Whatever personal or corporate views are held about the outcome of the referendum, the process now underway will, at the very least, result in a complete reconfiguration of the United Kingdom’s relationship with the European Union and, perhaps surprisingly, the rest of the world. Little or nothing will be the same again.
Domestic political arguments about the Brexit process and preferred outcomes often obscure the risks – or opportunities – for business from uncertainty, realpolitik, national self-interest and, often most difficult to spot, seemingly incremental changes to public policy. With so much happening at once, the impacts of change will tend to be unpredictable and occasionally disproportionate.
In these circumstances, businesses should be considering how to keep up to date with developments, calibrate impact and, crucially, influence outcomes. A useful mantra to have is ‘what is happening, how does it impact our activities and can we do something about it?’ but, in this complicated and distracting arena, help is often at hand. The key is to know how and when to use it.

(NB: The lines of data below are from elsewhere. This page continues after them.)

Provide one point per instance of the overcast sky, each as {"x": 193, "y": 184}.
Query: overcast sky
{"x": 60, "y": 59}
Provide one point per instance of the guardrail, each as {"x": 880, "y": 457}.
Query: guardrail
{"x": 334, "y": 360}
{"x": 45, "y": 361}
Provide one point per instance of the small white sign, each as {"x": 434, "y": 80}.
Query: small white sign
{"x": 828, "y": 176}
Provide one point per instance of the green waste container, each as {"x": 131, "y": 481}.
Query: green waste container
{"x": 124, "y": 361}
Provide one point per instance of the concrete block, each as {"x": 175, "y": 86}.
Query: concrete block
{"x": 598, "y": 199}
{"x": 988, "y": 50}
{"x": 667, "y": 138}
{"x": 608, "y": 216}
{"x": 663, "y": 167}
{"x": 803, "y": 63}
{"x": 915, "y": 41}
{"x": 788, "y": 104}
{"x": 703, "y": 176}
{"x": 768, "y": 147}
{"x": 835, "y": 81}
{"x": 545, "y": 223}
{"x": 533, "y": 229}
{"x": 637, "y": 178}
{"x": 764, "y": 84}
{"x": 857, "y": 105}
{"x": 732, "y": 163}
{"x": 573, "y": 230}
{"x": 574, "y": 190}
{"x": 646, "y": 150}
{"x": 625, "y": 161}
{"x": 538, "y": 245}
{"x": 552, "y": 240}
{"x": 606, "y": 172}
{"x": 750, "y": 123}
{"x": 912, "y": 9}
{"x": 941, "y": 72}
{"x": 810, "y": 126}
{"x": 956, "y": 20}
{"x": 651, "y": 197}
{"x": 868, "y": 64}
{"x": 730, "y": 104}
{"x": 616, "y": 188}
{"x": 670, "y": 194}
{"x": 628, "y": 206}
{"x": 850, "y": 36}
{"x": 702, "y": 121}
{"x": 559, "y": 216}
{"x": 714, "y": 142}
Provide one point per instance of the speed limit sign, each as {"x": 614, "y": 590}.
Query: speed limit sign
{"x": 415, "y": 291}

There are several rafts of reform heading in the direction of UK business. These include the big one of trade wrapped up the Single Market/Customs Union debate, free movement of people and its relevance to the supply of skills, regulatory frameworks – often sector orientated, role of EU institutions, common policies – most obviously the Common Agricultural Policy, and, just as significant, EU proposals being formulated for implementation beyond Brexit.
Engaging with the Brexit process really matters and it shouldn’t be put in the ‘too hard’ box. What business says and does now will help shape what the future legal and regulatory landscape looks like in the UK for generations to come.